Le 3 avril, Gary Aitkenhead, le directeur du Defence Science and Technology Laboratory, installé à Porton Down [Angleterre], a donné quelques détails sur la substance utilisée lors de la tentative d’assassinat du colonel Sergueï Skripal, un ancien officier du renseignement russe, et de sa fille, à Salisbury, un mois plus tôt.
« Nous avons été capables d’identifier qu’il s’agissait du Novitchok, un agent innervant de type militaire », a ainsi dit M. Aitkenhead, lors d’un entretien donné à la chaîne de télévision Sky. Mais « nous n’avons pas identifié sa source exacte », a-t-il ajouté. Ce qui n’est guère surprenant, un atome de chlore, de fluor ou d’azote n’ayant pas de passeport.
Cependant, M. Aitkenhead a expliqué que la production de la substance en question exigeait « des méthodes extrêmement complexes, quelque chose seulement faisable par un acteur étatique. » Le travail de DSTL s’est donc arrêté là. Et il a donc servi au renseignement britannique à se forger une opinion sur les commanditaires de la tentative d’assassinat du colonel Skripal, réfugié au Royaume-Uni après avoir été condamné et emprisonné en raison de ses liens avec le MI-6.
« Nous savons que la Russie a cherché, pendant la dernière décennie, des moyens de produire des agents neurotoxiques à des fins d’assassinat, et a produit et stocké de petites quantités de Novitchok », a en effet expliqué un porte-parole du gouvernement britanniques, peu après la diffusion de l’entretien donné par le chef du DSTL.
Dans le même temps, l’Organisation pour l’interdiction des armes chimiques (OIAC) a été sollicitée par Londres pour « vérifier l’analyse du gouvernement » britannique. Et plusieurs échantillons de la susbtance utilisée à Salisbury ont été envoyés à quatre laboratoires internationaux indépendants. Et ces derniers ont rendu leurs conclusions.
Ainsi, via un communiqué, l’OIAC indique que les « résultats de l’analyse par les laboratoires désignés […] d’échantillons environnementaux et biomédicaux recueillis par l’équipe de l’OIAC confirment les conclusions du Royaume-Uni concernant la nature du produit chimique toxique utilisé à Salisbury ». Dans le résumé du rapport publié à la demande de Londres, la « grande pureté » de la substance analysée est soulignée.
« L’équipe de l’OIAC a travaillé de manière indépendante et n’est pas impliquée dans l’enquête nationale menée par les autorités britanniques.
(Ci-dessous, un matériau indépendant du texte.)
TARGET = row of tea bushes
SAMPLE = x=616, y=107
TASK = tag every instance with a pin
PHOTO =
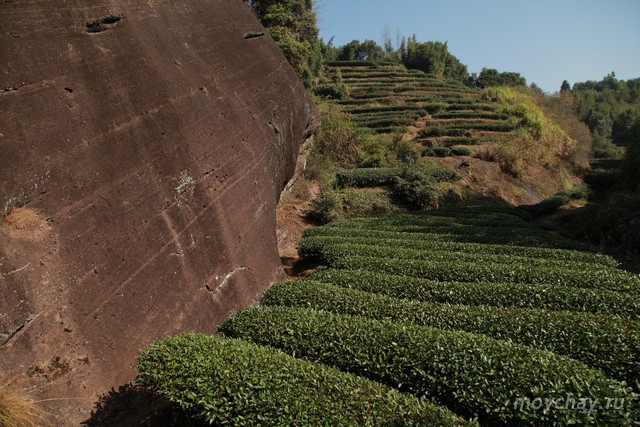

Aucun État partie n’a participé aux travaux techniques menés », a précisé l’organisation.
Par ailleurs, la Ioulia, la fille du colonel Skripal, a pu sortir de l’hôpital où elle avait été admise le 4 mars. Dans un communiqué, elle a affirmé « souffrir toujours des effets de l’agent neurotoxique utilisé » et refuser l’aide consulaire proposée par l’ambassade de Russie à Londres. Quant à son père, il est « toujours gravement atteint » mais il se « rétablit lentement ». Enfin, le policier qui avait été exposé à l’un des agents Novitchok est désormais tiré d’affaire.
Cette affaire a déclenché une crise diplomatique, le Royaume-Uni ayant accusé la Russie d’avoir commandité l’assassinat du colonel Skripal. En retour, Moscou a accusé Londres d’avoir fomenté une « provocation » afin de détourner l’attention de ses difficultés présumées causées par le Brexit.
Quoi qu’il en soit, les analyses réalisées par l’OIAC confortent le gouvernement britannique dans ses accusations.
« Il ne peut y avoir aucun doute sur le produit utilisé et de ce fait, il n’y a aucune autre explication possible sur le responsable – seule la Russie a les moyens, le mobile, et les capacités », a commenté Boris Johnson, le chef du Foreign Office, avant de convoquer une réunion de l’OIAC le 18 avril pour « étudier la suite » de cette affaire.